Population (2002 Census)
- • Total: 9,665
- • Density: 732/km^{2} (1,900/sq mi)
- Time zone: UTC−4 (CLT)
- • Summer (DST): UTC−3 (CLST)
- Area code: 56 + 41

= Huachipato, Chile =

Huachipato is census district and neighbourhood in Talcahuano Commune, part of the conurbation of Greater Concepción in the Biobío Region of southern Chile. It is the industrialized part of the commune supporting a steel mill and oil refinery.

==Etymology==
The word huachipato is a Mapuche word meaning "a trap to catch birds". It may be the result of a mixture of Spanish and Mapuche, where the local name for a snare is huache or huachi.

==Demographics==
The district is completely urban and had a population of 9,665 as of the 2002 census with 2,415 housing units.

==History==
Because of the high cost of pig iron from the aging steel mill in Corral, the Chilean Development Corporation (CORFO) decided to support building a new steel mill in Huachipato. Compañía de Acero del Pacífico was formed and began construction in 1947. The mill now named "Siderúrgica Huachipato" was completed in 1950. From the 1960s to the 1990s the mine of El Romeral provided most of the iron to the mill.

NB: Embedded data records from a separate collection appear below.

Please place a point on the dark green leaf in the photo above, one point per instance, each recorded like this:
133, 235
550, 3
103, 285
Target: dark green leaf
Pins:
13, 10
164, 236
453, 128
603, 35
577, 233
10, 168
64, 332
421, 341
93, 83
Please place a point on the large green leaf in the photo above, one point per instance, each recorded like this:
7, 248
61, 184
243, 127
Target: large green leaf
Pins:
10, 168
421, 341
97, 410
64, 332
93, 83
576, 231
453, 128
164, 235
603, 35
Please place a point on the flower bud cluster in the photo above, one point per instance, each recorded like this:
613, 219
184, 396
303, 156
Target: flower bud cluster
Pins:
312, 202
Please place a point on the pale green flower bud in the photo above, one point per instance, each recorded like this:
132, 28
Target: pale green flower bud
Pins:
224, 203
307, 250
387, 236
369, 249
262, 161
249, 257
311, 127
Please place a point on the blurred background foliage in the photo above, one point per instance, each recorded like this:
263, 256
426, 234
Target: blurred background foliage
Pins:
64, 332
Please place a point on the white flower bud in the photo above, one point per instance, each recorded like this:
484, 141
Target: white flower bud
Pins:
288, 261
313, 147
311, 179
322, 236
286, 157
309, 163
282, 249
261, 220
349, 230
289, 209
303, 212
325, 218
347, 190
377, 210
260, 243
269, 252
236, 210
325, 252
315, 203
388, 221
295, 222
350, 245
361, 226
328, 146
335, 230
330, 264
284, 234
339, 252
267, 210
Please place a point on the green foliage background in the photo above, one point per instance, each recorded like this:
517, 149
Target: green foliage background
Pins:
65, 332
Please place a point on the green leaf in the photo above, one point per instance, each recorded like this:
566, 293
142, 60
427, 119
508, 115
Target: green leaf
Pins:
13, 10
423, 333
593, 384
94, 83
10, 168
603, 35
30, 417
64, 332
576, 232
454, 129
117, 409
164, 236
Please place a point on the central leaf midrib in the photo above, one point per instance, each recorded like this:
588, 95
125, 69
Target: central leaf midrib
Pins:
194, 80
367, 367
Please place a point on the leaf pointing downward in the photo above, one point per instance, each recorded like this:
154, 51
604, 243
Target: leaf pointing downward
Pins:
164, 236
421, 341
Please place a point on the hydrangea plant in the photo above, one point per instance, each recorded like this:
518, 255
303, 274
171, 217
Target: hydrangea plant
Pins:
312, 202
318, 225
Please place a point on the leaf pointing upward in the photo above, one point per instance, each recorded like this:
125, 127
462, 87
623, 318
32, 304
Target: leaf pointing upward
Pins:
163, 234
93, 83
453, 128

The same year that construction of the steel mill started, a football club, Club Deportivo Huachipato, was founded. As their initial fans were employees of the local steel company, they adopted the nickname Acereros ("Steelers").

In 1966 Empresa Nacional del Petróleo (ENAP) opened an oil refinery in Huachipato.

The steel mill the town grew around was shut down on October 22, 2024, largely due to the inability to compete with cheaper Chinese steel prices and growing financial losses.